Kristy and I went out for some cheap drinks and nachos in Old Town. Old Town was one of the first neighborhoods in San Diego, and some of the remaining buildings date from as early as the 1820's. It is now a historical park and a local attraction.
The place was packed with tourists and locals alike, and lines led out the doors and into the streets at nearly every place. With waits running at least 30 to 40 minutes at nearly every restaurant, we backtracked to the Alamo. The Alamo is this cheaper, outdoor place where you walk up to a window to order your food and drinks. But they had heat lamps going, and we found an open table with a built-in firepit. Though not near the nicest place in Old Town, the lack of wait and nice view of the bustling street more than made up for it.
Parking is always at a premium anywhere in Old Town, and with the streets and restaurants filled with people, we lucked out by pulling in just as someone was about to leave. There was a no-parking zone right behind the car, so I pulled up next to the red curb to wait for him to leave. A BMW right in front of him had his lights on as well, but seemed hemmed in and unable to move.
When the car pulled out, a cute five year old kid was leaning out of a back window of the BMW. He held up his hand asking me not to pull into the spot that had just been vacated. As his Dad pulled back and forward to get better situated in the spot in front, the little boy smiled and moved his hand back and forth as if directing traffic. When the BMW was properly in place, he gave us the thumbs up to thank us for waiting. We both thought it was pretty damn cute, and when we got out, Kristy complimented him on what a good job he had done. We walked on into the crowd of people with a fresh smile.
Earlier in the day I had stopped into my local Starbucks for some afternoon caffeine. I had worked a ten hour shift with the caterer and had been up since 4:45am. When I was headed back out, I walked ahead of a mother with a stroller and a little girl by her side, all stopped in the lobby. I quickened my step so I could get to the door to hold it open for them.
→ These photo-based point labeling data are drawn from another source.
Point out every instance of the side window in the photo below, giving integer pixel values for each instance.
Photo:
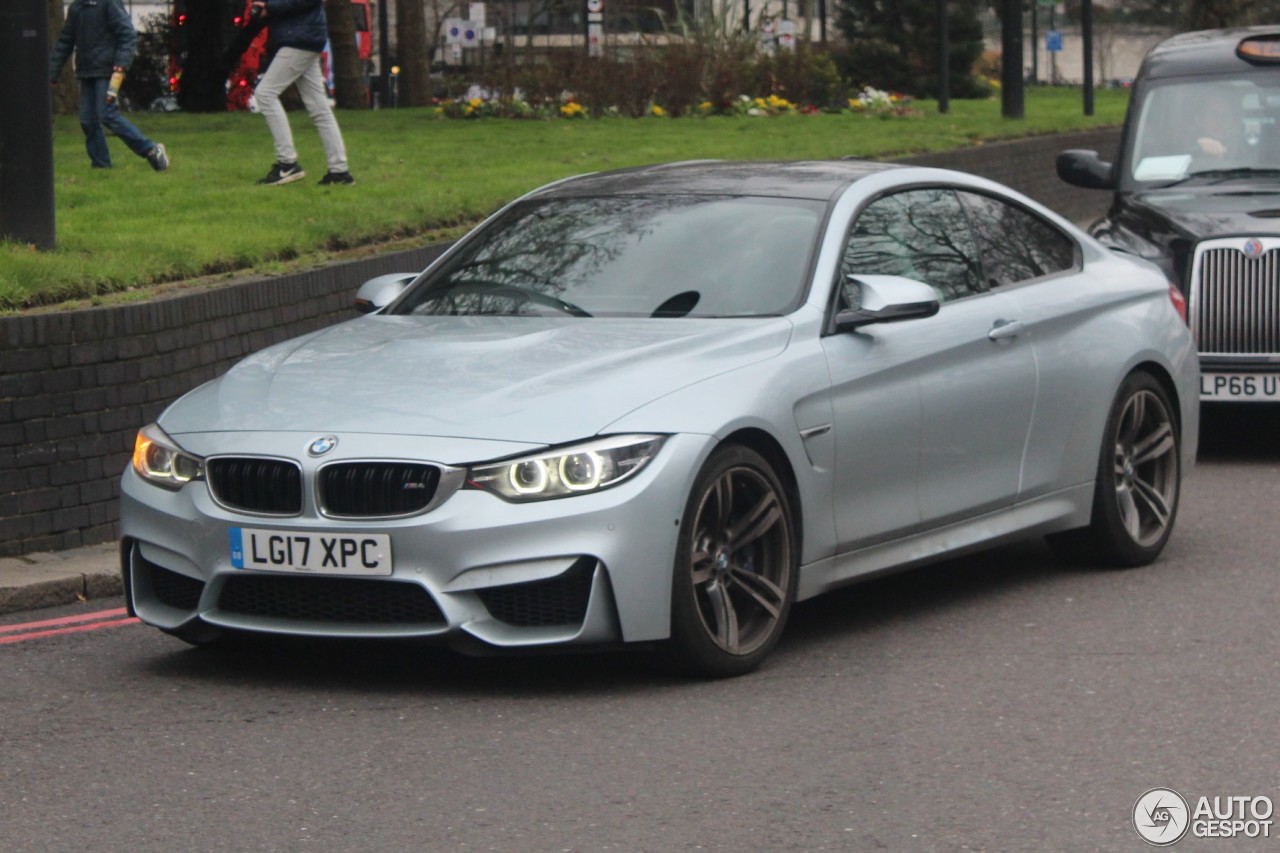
(1016, 245)
(922, 235)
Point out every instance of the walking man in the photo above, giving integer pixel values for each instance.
(297, 31)
(101, 35)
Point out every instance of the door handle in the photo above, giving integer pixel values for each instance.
(1005, 329)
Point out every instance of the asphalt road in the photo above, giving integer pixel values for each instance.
(1002, 702)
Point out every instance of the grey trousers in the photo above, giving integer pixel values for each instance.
(301, 67)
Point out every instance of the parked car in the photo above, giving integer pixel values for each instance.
(657, 406)
(1197, 191)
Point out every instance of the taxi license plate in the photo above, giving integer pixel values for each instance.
(321, 553)
(1240, 386)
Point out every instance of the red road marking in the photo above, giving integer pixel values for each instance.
(65, 625)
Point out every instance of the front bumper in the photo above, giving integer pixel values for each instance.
(590, 569)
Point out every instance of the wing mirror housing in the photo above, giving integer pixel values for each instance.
(885, 299)
(1086, 169)
(379, 292)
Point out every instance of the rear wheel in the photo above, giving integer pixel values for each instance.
(1138, 482)
(735, 570)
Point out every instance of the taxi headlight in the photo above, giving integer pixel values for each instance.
(159, 460)
(567, 470)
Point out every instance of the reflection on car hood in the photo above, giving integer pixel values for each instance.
(529, 379)
(1203, 213)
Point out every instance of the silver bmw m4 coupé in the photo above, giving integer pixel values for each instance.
(658, 406)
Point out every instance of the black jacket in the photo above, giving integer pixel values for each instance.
(101, 33)
(296, 23)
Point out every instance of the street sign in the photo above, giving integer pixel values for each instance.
(453, 30)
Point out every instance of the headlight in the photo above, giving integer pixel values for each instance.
(567, 470)
(158, 459)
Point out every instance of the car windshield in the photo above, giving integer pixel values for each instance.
(650, 256)
(1211, 128)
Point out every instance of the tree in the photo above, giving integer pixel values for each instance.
(412, 56)
(1212, 14)
(348, 76)
(895, 45)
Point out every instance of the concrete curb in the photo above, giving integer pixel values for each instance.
(40, 580)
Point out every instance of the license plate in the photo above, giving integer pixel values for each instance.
(1240, 386)
(321, 553)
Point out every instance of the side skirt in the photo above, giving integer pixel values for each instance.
(1048, 514)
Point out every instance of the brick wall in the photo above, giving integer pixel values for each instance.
(74, 387)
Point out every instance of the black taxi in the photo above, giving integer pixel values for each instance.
(1197, 191)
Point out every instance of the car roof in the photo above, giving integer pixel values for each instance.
(1205, 51)
(817, 179)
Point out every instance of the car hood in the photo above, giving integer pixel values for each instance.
(526, 379)
(1200, 213)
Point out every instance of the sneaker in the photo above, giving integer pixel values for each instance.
(159, 158)
(283, 173)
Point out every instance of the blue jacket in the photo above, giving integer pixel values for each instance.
(296, 23)
(100, 32)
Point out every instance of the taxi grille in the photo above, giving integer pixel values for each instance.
(539, 603)
(268, 486)
(1237, 302)
(370, 489)
(329, 600)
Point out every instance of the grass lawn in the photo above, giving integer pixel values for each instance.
(419, 178)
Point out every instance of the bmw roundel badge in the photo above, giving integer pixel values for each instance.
(321, 446)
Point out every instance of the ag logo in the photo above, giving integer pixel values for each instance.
(1161, 816)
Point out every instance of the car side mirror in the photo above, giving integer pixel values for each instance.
(379, 292)
(885, 299)
(1086, 169)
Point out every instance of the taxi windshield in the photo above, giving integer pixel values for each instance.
(1208, 128)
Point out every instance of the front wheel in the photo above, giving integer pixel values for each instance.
(1136, 496)
(735, 571)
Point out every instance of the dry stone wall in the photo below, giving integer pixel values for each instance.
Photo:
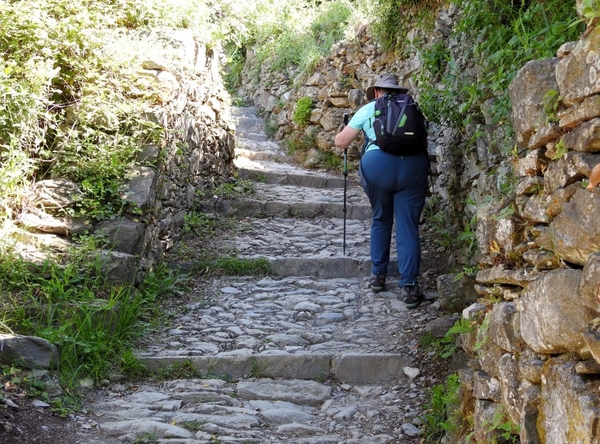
(197, 150)
(534, 306)
(542, 337)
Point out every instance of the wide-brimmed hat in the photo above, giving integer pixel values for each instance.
(386, 81)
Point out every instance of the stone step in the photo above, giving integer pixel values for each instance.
(297, 201)
(251, 207)
(352, 368)
(281, 173)
(287, 327)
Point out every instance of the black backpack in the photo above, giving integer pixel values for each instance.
(400, 126)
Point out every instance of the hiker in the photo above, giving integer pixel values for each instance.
(396, 186)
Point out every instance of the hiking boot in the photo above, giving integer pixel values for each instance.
(377, 282)
(412, 295)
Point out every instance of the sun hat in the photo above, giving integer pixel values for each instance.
(386, 81)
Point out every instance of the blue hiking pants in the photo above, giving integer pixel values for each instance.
(396, 187)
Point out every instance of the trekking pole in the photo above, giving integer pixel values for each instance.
(345, 185)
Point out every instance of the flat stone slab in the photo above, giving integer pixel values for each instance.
(362, 368)
(299, 392)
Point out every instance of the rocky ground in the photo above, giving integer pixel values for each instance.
(309, 355)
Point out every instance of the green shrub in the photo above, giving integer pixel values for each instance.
(302, 112)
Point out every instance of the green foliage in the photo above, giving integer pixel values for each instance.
(442, 414)
(394, 18)
(501, 426)
(445, 346)
(235, 188)
(297, 34)
(234, 266)
(93, 323)
(501, 36)
(302, 112)
(590, 11)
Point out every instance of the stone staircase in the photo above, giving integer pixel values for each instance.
(309, 355)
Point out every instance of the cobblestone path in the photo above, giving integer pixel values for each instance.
(307, 356)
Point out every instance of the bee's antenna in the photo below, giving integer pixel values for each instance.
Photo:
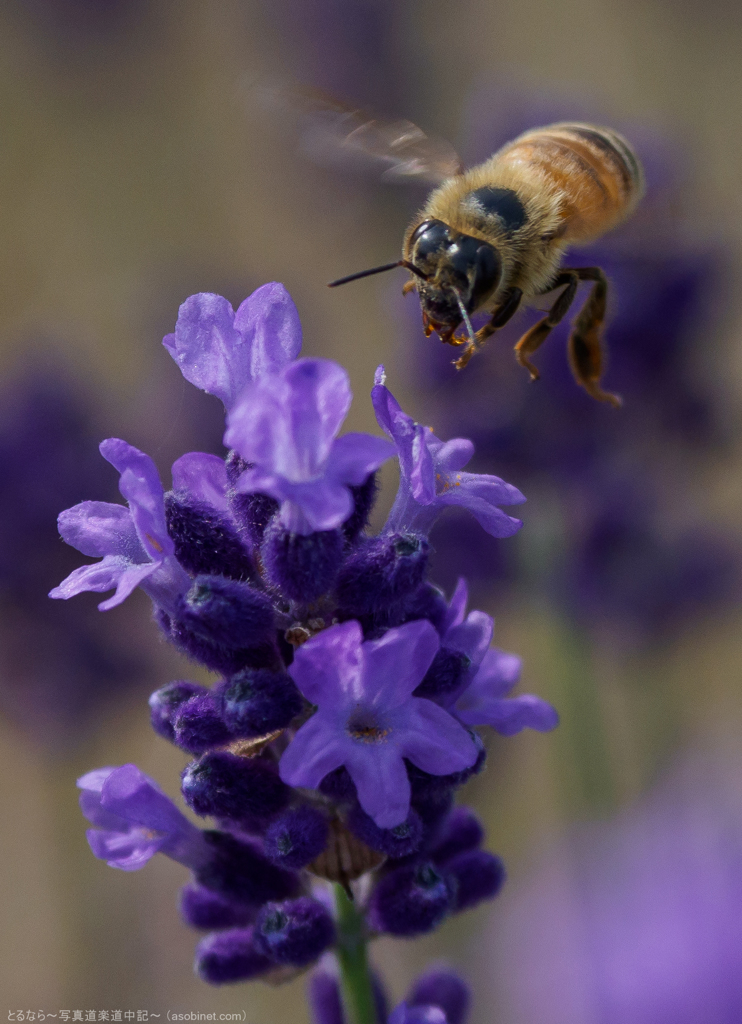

The mom looked up and said "Oh, thanks" and "Come on Honey" as they moved to the door.
The mom passed through first with her stroller, but the little girl slowed then stopped in front of me. She was probably three years old. She looked up at me with a serious but pleasant look and said, "You are such a nice boy." This was not prompted by the mom, who I don't think even heard it. The moment did more to boost me out of my sleepy haze than the caffeine would.